At our last detailed review, the mean period of clinical followup was 41 months (range, 6-120). No patient demonstrated improvement in their clinical examination after radiosurgery. Thirty patients (67%) maintained a stable exam and 15 patients (33%) demonstrated some degree of clinical deterioration. Two patients (4%) died during the follow up period secondary to unrelated illnesses. The median Karnofsky score after radiosurgery was 80. Thirty-five patients (78%) were able to carry out normal daily activities at the time of the last examination (Karnofsky > 80).

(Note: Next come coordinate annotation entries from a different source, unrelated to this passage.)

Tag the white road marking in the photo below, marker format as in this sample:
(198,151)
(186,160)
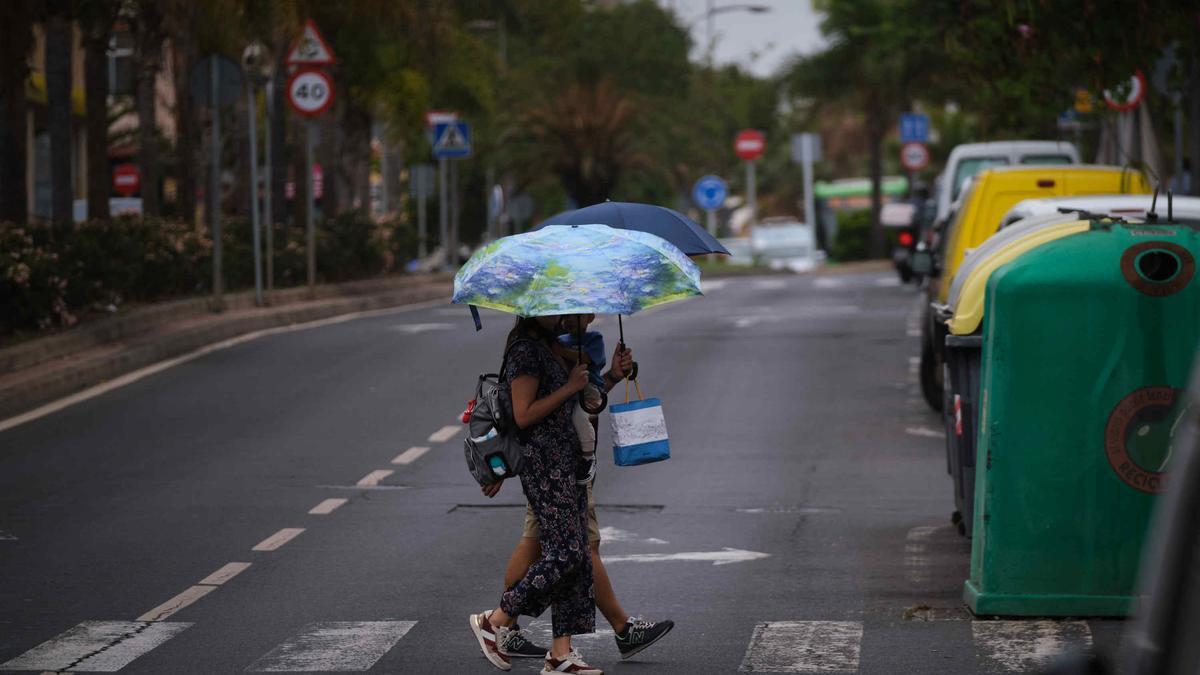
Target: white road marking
(327,507)
(226,573)
(804,646)
(143,372)
(445,432)
(375,478)
(613,535)
(411,454)
(418,328)
(96,646)
(277,539)
(925,432)
(334,646)
(769,285)
(1020,646)
(177,603)
(726,556)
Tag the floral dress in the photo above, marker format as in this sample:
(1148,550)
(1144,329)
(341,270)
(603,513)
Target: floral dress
(562,578)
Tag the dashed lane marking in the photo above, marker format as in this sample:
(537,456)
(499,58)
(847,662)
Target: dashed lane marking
(96,646)
(375,478)
(327,507)
(445,434)
(177,603)
(1019,646)
(924,431)
(226,573)
(804,646)
(345,646)
(143,372)
(411,454)
(277,539)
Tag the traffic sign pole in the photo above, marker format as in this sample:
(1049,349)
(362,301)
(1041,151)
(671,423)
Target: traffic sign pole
(215,189)
(251,108)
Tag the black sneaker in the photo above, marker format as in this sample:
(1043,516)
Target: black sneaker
(640,634)
(516,645)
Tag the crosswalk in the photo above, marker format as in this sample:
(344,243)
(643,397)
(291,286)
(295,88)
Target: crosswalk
(357,646)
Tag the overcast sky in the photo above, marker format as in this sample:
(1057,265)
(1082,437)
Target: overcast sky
(757,42)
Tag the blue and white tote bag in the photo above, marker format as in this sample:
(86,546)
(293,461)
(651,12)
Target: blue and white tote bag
(639,430)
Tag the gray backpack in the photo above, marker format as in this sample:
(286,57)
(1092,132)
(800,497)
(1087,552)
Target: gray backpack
(495,447)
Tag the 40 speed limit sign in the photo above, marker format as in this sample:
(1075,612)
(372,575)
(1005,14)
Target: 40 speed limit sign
(310,93)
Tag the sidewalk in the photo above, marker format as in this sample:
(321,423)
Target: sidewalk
(42,370)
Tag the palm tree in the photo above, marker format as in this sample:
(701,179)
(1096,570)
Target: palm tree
(16,42)
(96,19)
(149,33)
(58,102)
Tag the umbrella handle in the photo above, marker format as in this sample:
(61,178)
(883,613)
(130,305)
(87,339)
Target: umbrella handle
(604,404)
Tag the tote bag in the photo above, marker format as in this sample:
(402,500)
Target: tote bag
(639,430)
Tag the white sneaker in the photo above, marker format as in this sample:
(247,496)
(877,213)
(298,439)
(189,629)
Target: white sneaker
(571,663)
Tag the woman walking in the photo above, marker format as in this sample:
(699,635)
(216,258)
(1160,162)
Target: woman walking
(544,392)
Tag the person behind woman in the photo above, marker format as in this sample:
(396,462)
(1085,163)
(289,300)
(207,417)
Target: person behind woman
(544,389)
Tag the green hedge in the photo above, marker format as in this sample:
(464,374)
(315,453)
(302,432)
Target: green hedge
(49,282)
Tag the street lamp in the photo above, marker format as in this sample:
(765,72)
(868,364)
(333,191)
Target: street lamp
(711,13)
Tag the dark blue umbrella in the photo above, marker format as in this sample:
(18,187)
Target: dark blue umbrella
(669,223)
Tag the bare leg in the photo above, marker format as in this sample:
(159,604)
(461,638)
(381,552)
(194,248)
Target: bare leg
(606,598)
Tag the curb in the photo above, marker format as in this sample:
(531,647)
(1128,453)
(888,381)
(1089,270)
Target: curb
(71,375)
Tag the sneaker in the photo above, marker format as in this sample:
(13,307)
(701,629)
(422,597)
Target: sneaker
(640,634)
(487,640)
(573,663)
(586,469)
(516,644)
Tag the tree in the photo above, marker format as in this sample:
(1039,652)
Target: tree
(149,35)
(16,42)
(58,102)
(96,22)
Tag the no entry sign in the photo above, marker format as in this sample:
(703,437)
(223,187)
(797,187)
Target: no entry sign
(310,93)
(126,179)
(749,144)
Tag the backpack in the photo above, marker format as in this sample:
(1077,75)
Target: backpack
(495,446)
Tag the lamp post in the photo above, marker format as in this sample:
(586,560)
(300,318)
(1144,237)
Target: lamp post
(709,17)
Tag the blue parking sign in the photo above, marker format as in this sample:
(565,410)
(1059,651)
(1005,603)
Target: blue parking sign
(709,192)
(913,127)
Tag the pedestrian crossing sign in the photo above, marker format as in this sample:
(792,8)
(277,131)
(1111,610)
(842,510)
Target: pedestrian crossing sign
(451,139)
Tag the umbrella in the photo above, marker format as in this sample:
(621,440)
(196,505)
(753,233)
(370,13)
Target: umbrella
(576,269)
(669,223)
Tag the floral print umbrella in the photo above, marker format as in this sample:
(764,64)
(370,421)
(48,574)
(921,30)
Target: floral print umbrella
(576,269)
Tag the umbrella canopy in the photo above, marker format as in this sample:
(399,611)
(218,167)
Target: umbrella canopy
(576,269)
(669,223)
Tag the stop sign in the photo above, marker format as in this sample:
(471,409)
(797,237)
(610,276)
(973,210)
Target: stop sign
(126,179)
(749,144)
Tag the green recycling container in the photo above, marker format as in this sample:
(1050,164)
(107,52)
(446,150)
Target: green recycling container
(1087,344)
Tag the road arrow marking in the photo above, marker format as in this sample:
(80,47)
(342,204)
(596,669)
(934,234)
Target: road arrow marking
(725,556)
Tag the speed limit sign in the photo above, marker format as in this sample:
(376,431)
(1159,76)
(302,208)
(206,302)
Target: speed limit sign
(310,93)
(913,156)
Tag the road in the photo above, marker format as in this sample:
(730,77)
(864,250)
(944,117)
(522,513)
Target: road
(801,525)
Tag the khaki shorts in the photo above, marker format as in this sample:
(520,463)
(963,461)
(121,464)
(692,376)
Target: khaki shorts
(533,531)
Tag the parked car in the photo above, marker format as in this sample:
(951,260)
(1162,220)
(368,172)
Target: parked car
(988,198)
(784,243)
(1133,207)
(970,159)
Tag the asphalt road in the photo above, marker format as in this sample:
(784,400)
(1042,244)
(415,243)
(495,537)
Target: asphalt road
(799,443)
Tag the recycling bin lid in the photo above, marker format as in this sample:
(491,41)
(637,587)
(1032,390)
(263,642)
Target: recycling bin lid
(967,315)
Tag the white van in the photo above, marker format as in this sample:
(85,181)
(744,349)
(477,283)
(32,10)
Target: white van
(970,159)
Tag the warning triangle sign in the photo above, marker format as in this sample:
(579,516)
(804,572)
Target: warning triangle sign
(310,49)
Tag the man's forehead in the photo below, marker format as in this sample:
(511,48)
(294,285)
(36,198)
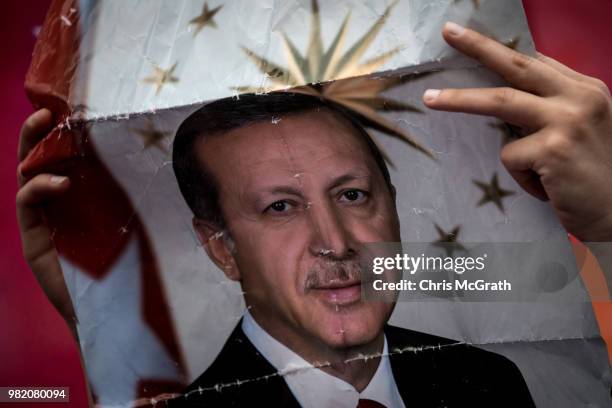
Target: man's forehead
(294,143)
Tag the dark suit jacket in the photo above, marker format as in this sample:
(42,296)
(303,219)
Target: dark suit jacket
(453,376)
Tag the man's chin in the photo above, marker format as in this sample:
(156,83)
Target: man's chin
(350,328)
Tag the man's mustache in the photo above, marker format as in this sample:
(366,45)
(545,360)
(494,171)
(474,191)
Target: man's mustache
(325,274)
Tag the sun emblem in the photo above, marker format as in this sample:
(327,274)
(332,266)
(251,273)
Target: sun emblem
(338,76)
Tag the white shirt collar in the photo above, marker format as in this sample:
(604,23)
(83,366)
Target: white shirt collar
(316,388)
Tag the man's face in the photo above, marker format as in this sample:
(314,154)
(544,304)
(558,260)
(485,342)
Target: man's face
(299,198)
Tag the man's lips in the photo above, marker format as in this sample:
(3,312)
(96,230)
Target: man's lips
(340,292)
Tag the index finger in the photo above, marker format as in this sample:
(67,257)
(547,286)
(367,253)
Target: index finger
(34,129)
(520,70)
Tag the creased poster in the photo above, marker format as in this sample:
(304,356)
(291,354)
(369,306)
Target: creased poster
(240,168)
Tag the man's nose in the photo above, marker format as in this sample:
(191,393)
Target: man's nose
(330,235)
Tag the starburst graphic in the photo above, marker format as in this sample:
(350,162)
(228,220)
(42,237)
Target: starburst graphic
(153,137)
(206,18)
(448,240)
(161,77)
(492,192)
(358,96)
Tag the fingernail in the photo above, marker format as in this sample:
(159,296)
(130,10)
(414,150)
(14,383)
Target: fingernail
(430,95)
(454,29)
(58,179)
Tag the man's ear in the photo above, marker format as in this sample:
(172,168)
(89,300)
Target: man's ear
(217,245)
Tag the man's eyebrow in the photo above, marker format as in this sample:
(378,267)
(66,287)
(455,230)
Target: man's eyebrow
(346,178)
(261,195)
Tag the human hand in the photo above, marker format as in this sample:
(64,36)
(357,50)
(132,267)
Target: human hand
(566,156)
(38,248)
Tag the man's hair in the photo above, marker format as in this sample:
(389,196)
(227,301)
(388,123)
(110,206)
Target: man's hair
(197,184)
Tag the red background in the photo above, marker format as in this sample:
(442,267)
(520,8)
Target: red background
(36,348)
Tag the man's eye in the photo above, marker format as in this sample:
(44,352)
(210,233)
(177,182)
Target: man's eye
(353,195)
(279,206)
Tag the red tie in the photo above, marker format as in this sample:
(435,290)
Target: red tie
(364,403)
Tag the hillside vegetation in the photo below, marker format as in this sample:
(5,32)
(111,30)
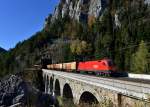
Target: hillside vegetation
(121,33)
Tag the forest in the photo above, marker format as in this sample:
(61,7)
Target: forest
(126,40)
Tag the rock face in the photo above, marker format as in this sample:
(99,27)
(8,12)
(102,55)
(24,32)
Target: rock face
(81,10)
(14,92)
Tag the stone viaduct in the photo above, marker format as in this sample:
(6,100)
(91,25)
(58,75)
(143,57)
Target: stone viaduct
(83,88)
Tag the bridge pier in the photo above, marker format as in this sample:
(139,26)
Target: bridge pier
(80,91)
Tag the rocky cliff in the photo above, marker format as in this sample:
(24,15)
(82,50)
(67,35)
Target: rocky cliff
(81,10)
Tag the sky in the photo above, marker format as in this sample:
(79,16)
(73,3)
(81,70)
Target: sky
(20,19)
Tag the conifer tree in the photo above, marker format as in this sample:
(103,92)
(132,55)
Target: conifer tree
(140,59)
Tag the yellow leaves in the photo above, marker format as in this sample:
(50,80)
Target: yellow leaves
(78,47)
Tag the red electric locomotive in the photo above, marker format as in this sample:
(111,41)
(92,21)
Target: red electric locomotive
(98,67)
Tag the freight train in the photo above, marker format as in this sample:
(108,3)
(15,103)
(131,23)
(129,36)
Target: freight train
(104,67)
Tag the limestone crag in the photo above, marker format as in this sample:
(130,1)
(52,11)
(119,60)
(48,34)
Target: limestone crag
(80,10)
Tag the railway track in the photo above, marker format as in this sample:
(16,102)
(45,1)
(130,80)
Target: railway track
(135,80)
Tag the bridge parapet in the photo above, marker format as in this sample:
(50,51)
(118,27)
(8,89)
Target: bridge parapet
(101,87)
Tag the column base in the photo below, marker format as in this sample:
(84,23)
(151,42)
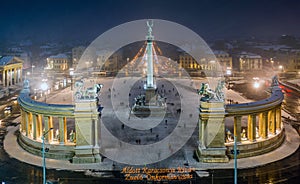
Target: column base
(86,154)
(212,155)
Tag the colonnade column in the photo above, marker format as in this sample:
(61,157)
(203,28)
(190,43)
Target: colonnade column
(202,134)
(39,125)
(7,78)
(62,130)
(212,147)
(4,78)
(15,76)
(46,127)
(26,123)
(264,125)
(237,127)
(271,121)
(251,127)
(278,118)
(34,127)
(86,125)
(10,77)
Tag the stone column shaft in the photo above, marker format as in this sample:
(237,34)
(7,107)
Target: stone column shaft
(278,118)
(34,127)
(251,128)
(4,78)
(237,127)
(26,123)
(265,125)
(62,130)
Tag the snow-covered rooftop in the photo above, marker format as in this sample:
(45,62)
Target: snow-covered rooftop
(5,59)
(220,52)
(59,56)
(249,55)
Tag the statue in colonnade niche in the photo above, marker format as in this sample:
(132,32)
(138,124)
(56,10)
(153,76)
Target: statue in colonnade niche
(207,94)
(87,93)
(275,81)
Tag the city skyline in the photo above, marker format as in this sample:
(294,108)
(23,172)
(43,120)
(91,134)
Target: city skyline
(86,20)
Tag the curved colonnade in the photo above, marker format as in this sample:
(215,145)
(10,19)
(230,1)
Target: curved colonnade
(263,133)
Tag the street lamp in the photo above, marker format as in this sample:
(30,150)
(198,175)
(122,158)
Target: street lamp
(44,87)
(71,74)
(32,66)
(43,153)
(281,68)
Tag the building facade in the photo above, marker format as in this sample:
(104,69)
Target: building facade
(249,62)
(11,70)
(58,63)
(293,64)
(223,59)
(76,55)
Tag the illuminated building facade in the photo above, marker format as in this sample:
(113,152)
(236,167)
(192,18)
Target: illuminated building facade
(11,70)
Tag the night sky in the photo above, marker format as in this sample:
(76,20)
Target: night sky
(65,20)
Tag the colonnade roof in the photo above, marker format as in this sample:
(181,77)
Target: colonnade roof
(272,102)
(46,109)
(5,60)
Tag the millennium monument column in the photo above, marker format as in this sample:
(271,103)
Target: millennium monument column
(150,88)
(87,124)
(150,103)
(211,146)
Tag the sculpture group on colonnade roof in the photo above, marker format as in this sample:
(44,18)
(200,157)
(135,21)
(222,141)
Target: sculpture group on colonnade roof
(207,94)
(89,93)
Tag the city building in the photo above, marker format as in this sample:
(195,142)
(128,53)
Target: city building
(76,55)
(58,63)
(293,64)
(249,61)
(10,70)
(223,58)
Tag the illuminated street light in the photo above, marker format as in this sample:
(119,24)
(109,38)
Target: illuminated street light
(228,72)
(44,87)
(43,153)
(280,68)
(71,74)
(256,84)
(32,66)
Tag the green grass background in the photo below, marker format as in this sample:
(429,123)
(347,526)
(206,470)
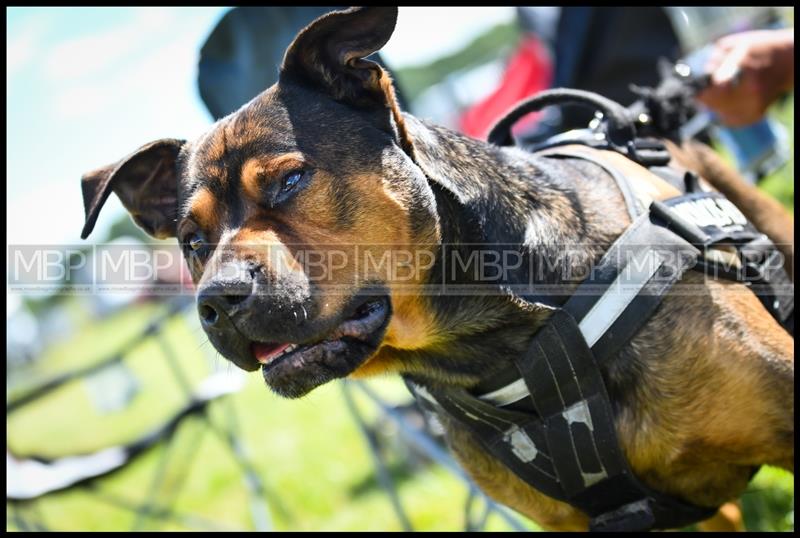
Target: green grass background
(309,452)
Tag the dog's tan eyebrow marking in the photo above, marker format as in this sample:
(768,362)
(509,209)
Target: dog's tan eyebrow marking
(257,172)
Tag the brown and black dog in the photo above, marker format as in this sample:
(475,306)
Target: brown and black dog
(325,161)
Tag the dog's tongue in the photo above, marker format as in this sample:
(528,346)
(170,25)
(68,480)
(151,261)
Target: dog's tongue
(266,352)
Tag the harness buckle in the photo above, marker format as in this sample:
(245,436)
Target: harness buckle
(634,516)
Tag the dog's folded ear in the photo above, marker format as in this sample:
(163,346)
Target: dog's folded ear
(329,53)
(146,182)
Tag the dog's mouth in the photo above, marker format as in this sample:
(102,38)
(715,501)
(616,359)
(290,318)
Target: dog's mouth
(293,369)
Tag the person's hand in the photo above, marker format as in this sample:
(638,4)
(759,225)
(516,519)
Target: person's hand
(749,71)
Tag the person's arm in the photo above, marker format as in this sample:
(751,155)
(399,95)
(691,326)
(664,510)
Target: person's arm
(749,71)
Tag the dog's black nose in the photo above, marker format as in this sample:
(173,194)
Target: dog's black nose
(222,296)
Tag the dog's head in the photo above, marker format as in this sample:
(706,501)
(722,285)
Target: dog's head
(278,206)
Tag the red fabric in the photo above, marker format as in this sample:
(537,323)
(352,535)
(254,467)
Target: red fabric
(529,71)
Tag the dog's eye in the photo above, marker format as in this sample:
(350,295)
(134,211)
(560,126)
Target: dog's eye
(195,243)
(291,180)
(292,183)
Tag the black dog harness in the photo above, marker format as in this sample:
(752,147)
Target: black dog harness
(552,422)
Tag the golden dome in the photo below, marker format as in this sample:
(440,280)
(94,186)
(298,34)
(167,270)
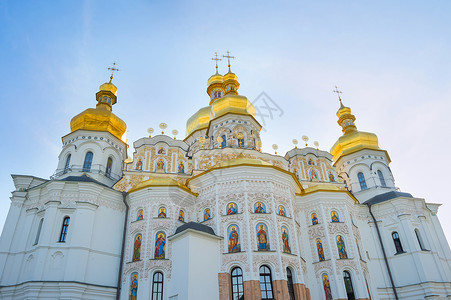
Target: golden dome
(108,86)
(352,140)
(101,118)
(232,104)
(199,120)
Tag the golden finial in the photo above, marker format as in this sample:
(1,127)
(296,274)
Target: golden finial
(163,126)
(150,131)
(216,59)
(338,94)
(316,144)
(112,69)
(228,58)
(175,132)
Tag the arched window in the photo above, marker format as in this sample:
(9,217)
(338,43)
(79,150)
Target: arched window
(237,284)
(348,285)
(381,178)
(290,284)
(64,229)
(88,162)
(38,233)
(266,283)
(66,166)
(157,286)
(397,241)
(362,181)
(224,141)
(420,240)
(109,166)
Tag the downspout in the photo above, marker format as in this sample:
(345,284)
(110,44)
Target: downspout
(124,234)
(383,252)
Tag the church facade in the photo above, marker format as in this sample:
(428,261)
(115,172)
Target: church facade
(213,217)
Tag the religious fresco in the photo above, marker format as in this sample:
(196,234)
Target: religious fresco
(181,216)
(160,165)
(162,212)
(285,240)
(282,211)
(133,294)
(262,237)
(259,208)
(140,215)
(313,175)
(319,248)
(161,150)
(232,208)
(137,248)
(139,164)
(160,241)
(334,217)
(207,214)
(326,286)
(314,219)
(341,247)
(234,238)
(181,168)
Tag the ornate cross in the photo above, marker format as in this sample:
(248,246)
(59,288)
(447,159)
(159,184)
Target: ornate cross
(112,69)
(228,58)
(216,59)
(338,93)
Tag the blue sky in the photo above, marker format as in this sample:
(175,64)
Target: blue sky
(391,59)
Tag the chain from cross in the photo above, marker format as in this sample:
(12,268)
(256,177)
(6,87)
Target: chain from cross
(216,59)
(338,93)
(228,58)
(112,69)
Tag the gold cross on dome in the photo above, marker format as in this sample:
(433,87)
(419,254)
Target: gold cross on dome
(228,58)
(216,59)
(338,93)
(112,69)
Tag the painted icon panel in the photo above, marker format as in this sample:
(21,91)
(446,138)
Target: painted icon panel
(285,240)
(160,241)
(262,237)
(234,238)
(259,208)
(232,208)
(133,294)
(137,247)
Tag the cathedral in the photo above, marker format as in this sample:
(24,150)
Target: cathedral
(211,216)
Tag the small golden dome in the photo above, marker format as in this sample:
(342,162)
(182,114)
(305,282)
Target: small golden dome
(101,118)
(216,78)
(232,104)
(109,87)
(199,120)
(353,142)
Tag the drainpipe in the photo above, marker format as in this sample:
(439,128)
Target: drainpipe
(383,251)
(124,234)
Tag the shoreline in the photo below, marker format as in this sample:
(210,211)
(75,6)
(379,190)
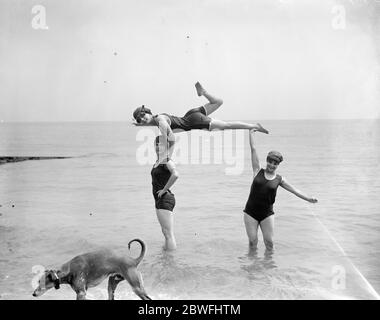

Of the 14 tumors associated with useful hearing (Gardner-Robertson grades 1 or 2) at the time of radiosurgery, 6 (43%) demonstrated no change in hearing class during the follow-up period. Eight other patients lost all functional hearing (defined as absent speech discrimination) at a mean 6 months from radiosurgery (range, 3-15 months). The overall rate of hearing preservation in the series was 43%. In 1992, we began to use MRI-guided stereotactic planning with increasing numbers of smaller isocenters. By specifically dividing the population into those patients treated prior to 1992 and those treated after 1992, the difference in hearing preservation again becomes apparent. Prior to 1992, 5 patients with useful hearing (grade 1 or 2) were treated. All patients subsequently lost speech discrimination. After 1992, 9 patients with useful hearing underwent radiosurgery. Six of the patients (67%) had hearing preservation at the time of last examination (16). Thirty-one tumors (69%) were associated with intact facial nerve function (House-Brackman grade I) at the time of radiosurgery. The overall rate of facial nerve preservation (grade 1) was 81%. Thirty-six of the treated tumors were associated with intact trigeminal nerve function. Three patients (8%) experienced trigeminal distribution sensory loss at a mean 5 months (range, 4-5 months) from radiosurgery. One patient subsequently recovered all trigeminal function, while 2 patients manifest residual deficits. The overall rate of trigeminal nerve preservation was 94%.